Великодушный узурпатор приглашает униженного и ограбленного финансиста в свой дом и без лишних церемоний убивает бывшего соперника. Любовник обезглавливает труп и избавляется от тела. Как он это делает – не важно. Гораздо интереснее то, что он проделывает с головой.

Череп, естественно, не нужен. Делается надрез от шеи до макушки, и лицо вместе со скальпом снимается с костей. Это трудоемкий и длительный процесс – лицо должно сохранить свои черты. Череп вместе с зубами и глазами выбрасывается, а убийца начинает заниматься оставшимся сырым материалом.

Злодей выворачивает кожу лица наизнанку и зашивает веки. После этого несколько стежков накладываются на губы. Потом кожа головы еще раз выворачивается, на этот раз налицо, а разрез зашивается. В итоге мы имеем мешок размером с голову. Полученный продукт закладывается в кипящую воду, к которой добавлены нужные травы… я не стану называть их, чтобы фильм не послужил инструкцией для какого-нибудь идиота… предупреждающие выпадение волос. Через несколько часов голова уменьшается в размерах приблизительно на две трети.

Уменьшенная, съежившаяся голова несчастного финансиста лежит на вытянутой ладони. Любовник демонстрирует голову похищенной, обращенной в рабство жене, которая, прежде чем покончить жизнь самоубийством, звонит в полицию и сообщает, что ее нынешний муж убил странного чудака, жившего на улице в машине, и что все доказательства полицейские найдут висящими у нее на шее. Однако, по злой иронии судьбы, сморщенное личико своими чертами больше похоже на лицо любовника, каким он был до косметических операций, чем на настоящего мужа, каким он был до убийства. Но воистину Бог есть воплощение иронии; наступает кульминация: самозванца, который считается пропавшим без вести после всех пластических перевоплощений, привлекают к суду за убийство самого себя.
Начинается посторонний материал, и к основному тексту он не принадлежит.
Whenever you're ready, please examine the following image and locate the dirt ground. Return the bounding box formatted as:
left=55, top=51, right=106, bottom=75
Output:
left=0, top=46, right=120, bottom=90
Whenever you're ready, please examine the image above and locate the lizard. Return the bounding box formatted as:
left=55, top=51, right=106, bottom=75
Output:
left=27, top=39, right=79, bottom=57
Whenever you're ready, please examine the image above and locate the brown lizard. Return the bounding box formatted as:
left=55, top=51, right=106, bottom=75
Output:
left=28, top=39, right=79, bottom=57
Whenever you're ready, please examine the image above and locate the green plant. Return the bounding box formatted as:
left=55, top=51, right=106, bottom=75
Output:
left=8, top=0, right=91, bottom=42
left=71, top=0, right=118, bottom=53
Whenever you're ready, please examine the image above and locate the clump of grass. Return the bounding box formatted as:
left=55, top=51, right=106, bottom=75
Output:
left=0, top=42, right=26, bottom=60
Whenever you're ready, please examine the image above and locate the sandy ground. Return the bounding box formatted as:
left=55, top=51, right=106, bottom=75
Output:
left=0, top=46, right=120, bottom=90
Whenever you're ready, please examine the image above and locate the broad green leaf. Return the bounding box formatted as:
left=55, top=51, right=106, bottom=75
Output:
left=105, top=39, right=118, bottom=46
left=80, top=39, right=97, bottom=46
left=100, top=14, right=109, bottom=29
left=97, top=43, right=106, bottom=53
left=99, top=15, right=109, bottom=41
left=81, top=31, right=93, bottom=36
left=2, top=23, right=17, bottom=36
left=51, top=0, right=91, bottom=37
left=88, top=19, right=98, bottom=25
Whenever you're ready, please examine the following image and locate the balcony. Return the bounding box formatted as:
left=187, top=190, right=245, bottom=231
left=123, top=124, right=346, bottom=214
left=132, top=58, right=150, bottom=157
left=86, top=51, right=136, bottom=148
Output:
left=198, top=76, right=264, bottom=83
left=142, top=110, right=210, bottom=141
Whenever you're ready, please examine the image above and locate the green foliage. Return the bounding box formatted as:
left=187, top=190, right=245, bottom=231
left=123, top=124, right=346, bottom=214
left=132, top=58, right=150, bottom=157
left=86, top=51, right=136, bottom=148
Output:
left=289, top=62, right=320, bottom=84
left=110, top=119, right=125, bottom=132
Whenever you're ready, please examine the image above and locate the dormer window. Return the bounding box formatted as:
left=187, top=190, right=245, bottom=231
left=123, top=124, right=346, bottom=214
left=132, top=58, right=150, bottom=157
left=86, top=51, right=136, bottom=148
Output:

Вот так история, которая должна была стать воплощением подсознательного экзистенциального ужаса, превратилась в грубо сработанную мелодраму, в которой автор так же, как и его злодей, получает по заслугам. И если правда то, что социально опасный психопат не может остановиться в своих преступлениях и продолжает совершать их со все большим размахом до своего собственного уничтожения, то справедливо и то, что автор продолжает поощрять идеи своего героя, давая ему волю полностью проявлять свою несостоятельность до тех пор, пока не наступит жалкий конец.

* * *

1. Я нумерую свои мысли, чтобы добиться их ясности, чтобы каждая из них, как колокол, звенела своей неповторимой и отчетливой тональностью.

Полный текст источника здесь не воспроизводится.